A Nimble IRP Responds
Su Examines Genetic Susceptibility to Severe Covid-19 Infection
When the global pandemic caused by a novel coronavirus made its debut in late 2019, NIAID’s Dr. Helen Su was studying inborn errors of immunity in patients with viral infections, mostly rhinoviruses, which cause colds, and influenza. Why, she wondered, was there such variability of outcomes in people infected with the same virus?
In a remarkable example of the NIH Intramural Research Program’s nimbleness, she and her colleagues quickly pivoted to studies of SARS-CoV-2 when it became apparent that Covid-19, the disease caused by the virus, was spreading fast and becoming, in at least a small portion of patients, life-threatening.
By now, most people know the risk factors for Covid infection: advanced age, obesity, pre-existing cardiovascular and pulmonary issues, “and, I’m sorry to say,” continued Su, “being male.”
To that list can be added two informative outliers, she said: Those with a monogenic predisposition to get very sick, and their opposite—those whose genetic makeup seems to confer protection.
Su, who is chief of the human immunological diseases section in the Laboratory of Clinical Immunology and Microbiology, has joined forces with 15 principal investigators from 4 NIH institutes and centers to better understand Covid-19 pathogenesis, especially in those patients suffering acute respiratory syndrome.

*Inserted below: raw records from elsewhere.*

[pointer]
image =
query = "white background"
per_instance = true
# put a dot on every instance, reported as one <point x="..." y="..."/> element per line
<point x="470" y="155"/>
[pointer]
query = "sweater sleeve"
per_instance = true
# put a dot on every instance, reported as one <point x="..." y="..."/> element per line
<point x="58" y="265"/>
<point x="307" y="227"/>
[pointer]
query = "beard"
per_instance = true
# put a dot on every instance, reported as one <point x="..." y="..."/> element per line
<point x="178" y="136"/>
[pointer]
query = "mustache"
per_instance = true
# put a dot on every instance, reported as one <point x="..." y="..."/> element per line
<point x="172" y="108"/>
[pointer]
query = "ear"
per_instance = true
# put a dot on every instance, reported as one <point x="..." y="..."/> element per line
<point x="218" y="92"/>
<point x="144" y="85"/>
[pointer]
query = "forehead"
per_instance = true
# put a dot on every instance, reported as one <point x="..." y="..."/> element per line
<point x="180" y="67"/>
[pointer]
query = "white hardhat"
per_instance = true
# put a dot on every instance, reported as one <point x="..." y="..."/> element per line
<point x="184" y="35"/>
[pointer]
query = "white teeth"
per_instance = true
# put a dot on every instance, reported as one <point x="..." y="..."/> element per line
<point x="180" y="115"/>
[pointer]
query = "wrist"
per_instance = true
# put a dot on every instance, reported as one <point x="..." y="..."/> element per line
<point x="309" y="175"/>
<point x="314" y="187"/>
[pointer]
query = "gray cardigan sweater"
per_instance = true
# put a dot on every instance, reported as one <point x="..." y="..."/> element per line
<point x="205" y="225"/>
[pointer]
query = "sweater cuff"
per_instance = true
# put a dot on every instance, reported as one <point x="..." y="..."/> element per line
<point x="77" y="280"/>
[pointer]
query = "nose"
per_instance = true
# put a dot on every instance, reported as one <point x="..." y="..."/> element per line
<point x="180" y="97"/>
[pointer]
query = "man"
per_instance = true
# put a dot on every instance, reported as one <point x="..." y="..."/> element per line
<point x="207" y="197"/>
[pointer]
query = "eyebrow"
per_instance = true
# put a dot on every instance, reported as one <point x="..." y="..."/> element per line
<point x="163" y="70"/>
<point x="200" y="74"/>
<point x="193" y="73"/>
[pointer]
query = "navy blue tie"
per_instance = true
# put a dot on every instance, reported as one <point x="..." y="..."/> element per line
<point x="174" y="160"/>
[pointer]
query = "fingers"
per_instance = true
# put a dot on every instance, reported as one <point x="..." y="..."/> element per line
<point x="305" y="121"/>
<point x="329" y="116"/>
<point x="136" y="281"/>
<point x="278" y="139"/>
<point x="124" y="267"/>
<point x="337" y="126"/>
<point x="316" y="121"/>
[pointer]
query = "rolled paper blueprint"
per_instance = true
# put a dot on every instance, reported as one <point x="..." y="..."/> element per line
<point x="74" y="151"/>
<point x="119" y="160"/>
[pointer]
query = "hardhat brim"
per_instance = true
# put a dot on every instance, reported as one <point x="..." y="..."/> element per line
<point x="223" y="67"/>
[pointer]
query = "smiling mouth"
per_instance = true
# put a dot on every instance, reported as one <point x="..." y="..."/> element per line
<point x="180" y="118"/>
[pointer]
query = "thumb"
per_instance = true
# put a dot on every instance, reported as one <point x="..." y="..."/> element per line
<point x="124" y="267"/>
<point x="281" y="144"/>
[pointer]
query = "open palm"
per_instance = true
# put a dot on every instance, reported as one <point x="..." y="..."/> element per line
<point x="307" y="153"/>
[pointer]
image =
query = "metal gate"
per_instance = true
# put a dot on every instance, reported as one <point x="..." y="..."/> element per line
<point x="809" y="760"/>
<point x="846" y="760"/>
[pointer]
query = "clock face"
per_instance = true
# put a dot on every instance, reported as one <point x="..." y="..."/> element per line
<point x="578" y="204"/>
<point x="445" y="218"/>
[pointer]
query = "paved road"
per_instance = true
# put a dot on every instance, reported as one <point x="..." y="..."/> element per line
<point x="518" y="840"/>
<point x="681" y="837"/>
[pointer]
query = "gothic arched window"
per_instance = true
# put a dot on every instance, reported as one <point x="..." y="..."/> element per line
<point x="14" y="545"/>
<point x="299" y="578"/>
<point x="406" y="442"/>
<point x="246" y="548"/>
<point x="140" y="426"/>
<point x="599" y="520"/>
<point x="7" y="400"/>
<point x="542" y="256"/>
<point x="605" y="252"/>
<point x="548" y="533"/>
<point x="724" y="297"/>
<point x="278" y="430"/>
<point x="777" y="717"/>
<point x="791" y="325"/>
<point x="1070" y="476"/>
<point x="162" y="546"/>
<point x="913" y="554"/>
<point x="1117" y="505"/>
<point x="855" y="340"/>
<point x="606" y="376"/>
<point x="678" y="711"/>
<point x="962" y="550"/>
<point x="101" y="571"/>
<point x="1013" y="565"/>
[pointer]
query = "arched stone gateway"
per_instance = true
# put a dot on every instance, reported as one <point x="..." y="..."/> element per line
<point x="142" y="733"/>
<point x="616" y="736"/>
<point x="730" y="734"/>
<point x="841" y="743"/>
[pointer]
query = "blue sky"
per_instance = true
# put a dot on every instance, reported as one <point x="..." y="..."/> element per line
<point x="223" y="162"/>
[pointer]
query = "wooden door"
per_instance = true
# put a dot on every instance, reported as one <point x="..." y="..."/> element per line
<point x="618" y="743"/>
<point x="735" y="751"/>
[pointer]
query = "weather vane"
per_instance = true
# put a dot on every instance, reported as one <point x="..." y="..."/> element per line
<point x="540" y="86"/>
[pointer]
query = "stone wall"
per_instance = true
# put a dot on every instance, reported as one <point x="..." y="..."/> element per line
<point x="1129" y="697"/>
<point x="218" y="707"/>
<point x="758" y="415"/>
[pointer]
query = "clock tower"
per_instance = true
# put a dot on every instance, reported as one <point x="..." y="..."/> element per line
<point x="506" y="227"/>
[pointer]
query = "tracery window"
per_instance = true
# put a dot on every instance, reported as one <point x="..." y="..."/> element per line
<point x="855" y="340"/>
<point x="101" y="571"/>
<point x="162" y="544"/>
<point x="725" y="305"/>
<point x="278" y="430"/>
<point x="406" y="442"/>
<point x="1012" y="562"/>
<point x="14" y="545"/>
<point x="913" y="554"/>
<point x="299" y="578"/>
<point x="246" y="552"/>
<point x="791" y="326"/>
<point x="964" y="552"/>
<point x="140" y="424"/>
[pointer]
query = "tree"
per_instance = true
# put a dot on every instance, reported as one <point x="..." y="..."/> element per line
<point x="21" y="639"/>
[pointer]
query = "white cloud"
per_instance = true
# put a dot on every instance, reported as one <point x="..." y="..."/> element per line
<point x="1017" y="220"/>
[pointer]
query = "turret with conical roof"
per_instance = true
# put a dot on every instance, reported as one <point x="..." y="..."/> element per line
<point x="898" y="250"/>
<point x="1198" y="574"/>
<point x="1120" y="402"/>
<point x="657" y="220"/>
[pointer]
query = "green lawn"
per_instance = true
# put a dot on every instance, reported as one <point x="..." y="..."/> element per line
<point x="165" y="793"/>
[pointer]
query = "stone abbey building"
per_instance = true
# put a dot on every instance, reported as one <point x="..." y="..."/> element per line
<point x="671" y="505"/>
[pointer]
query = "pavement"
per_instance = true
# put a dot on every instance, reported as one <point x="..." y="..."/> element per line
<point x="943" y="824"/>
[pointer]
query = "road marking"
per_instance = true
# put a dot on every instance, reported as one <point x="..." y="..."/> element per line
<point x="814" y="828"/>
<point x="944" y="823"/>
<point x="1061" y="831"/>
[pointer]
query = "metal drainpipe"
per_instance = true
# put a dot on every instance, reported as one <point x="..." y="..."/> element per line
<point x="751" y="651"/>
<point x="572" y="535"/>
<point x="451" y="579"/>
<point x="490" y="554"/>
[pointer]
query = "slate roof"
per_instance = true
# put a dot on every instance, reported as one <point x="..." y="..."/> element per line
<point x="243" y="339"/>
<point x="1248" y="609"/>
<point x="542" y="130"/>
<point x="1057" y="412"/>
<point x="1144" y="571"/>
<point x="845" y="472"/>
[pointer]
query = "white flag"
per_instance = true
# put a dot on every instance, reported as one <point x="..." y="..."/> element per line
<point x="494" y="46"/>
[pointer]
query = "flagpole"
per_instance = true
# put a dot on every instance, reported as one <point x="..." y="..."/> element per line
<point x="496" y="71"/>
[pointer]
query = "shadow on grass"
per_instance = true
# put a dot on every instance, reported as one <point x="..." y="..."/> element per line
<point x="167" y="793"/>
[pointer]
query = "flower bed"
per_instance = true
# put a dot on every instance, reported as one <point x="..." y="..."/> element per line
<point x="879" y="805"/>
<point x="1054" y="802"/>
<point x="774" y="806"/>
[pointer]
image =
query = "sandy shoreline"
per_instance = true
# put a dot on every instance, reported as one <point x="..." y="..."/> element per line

As part of the Covid Human Genetic Effort, co-led by Dr. Jean-Laurent Casanova at the Rockefeller University, HHMI and INSERM, and NIAID’s Covid-19 Consortium, they are also working closely with investigators at the Uniformed Services University of the Health Sciences, New York, Paris and clinical teams in Italy to generate mountains of data on innate responses to infection.
“We had the freedom to sequence whoever we wanted to, regardless of age,” said Su. “We sequenced all comers.”
Mostly clinical immunologists, the team is looking for genetic variants responsible for acute disease. They have identified several loci of interest, in pathways involving type 1 and type 3 interferon, which are involved in susceptibility to respiratory viruses.
“It has been a thrill and an honor to watch our PIs apply their diverse talents to this pandemic,” noted NIAID scientific director Dr. Steve Holland, who introduced Su’s recent lecture—the 20th episode in a series begun last spring by the NIH Covid-19 scientific interest group. “It’s been incredible to watch the fury and the enthusiasm with which this has been attacked.”
Death is not a frequent or common outcome of covid infection, but neither is it extremely rare, said Su.
Sifting the human immune system for vulnerabilities to Covid-19 is no easy task.
“The immune system is extremely complex and dynamic,” said Su. “When it is unleashed, it is a powerful force.”
At least 1,800 genes are involved in immune function, she said. And there are more than 420 distinct diseases where scientists know the underlying genetic lesion.
Inborn errors of immunity—Su’s specialty—are estimated to affect about 1 in 4,000 live births. They can be grouped into categories, depending on which arms of the immune system are affected.
“It’s not just white blood cells,” Su explained, but also “intrinsic immunity, involving many kinds of cells not typically thought of as immune-related.”
The investigators found that impaired type 1 interferon production is associated with worse Covid-19 disease. Patients with this defect were more likely to require ventilator support.
The team focused on 13 genes that are important to type 1 interferon response, gathering both whole genome and whole exome data. They found that more than 3 percent of seriously ill patients had deleterious mutations in a number of these genes, resulting in loss of function.
Narrowing their focus to just 3 genes—IRF7, IFNAR 1 and IFN-alpha2—the investigators examined more than 1,000 patients critically ill with Covid-19, using as a comparison group more than 600 patients who were either asymptomatic or had mild cases, in addition to 1,200 healthy controls.
In about 10 percent of those seriously ill, autoantibodies to type 1 interferons were found—their own immune systems were neutralizing their ability to respond to SARS-CoV-2.
“These are really potent neutralizing autoantibodies to certain cytokines,” said Su. “They exert a lot of biological function. And they are over-represented among men and older patients.”
She admitted, “There is a lot we still don’t know about autoantibodies, but they do predispose people to infection.” She estimates that about 10 percent of critically ill Covid-19 patients have neutralizing autoantibodies.
“Knowing the defects allows us to better treat these patients,” she explained.
It is not yet clear whether administering interferons directly would be helpful, or if neutralizing autoantibodies can be removed by plasmapheresis, she said.
“Loss of interferon function early in infection is not good,” Su concluded. “But there is still a lot to be understood…Too much and too little interferon are both bad things.”
In a brief Q&A session, Su was asked if there are genetic or antibody tests that could signal a person at higher risk of severe Covid disease.
“Technically, it would not be very hard to do,” she said, “but the interpretation is a little more difficult. What do you actually tell a person about risk? We need more research for concrete answers. Even if a person has a genetic defect, there is variable penetrance. It’s not clear what kind of information would be actionable.”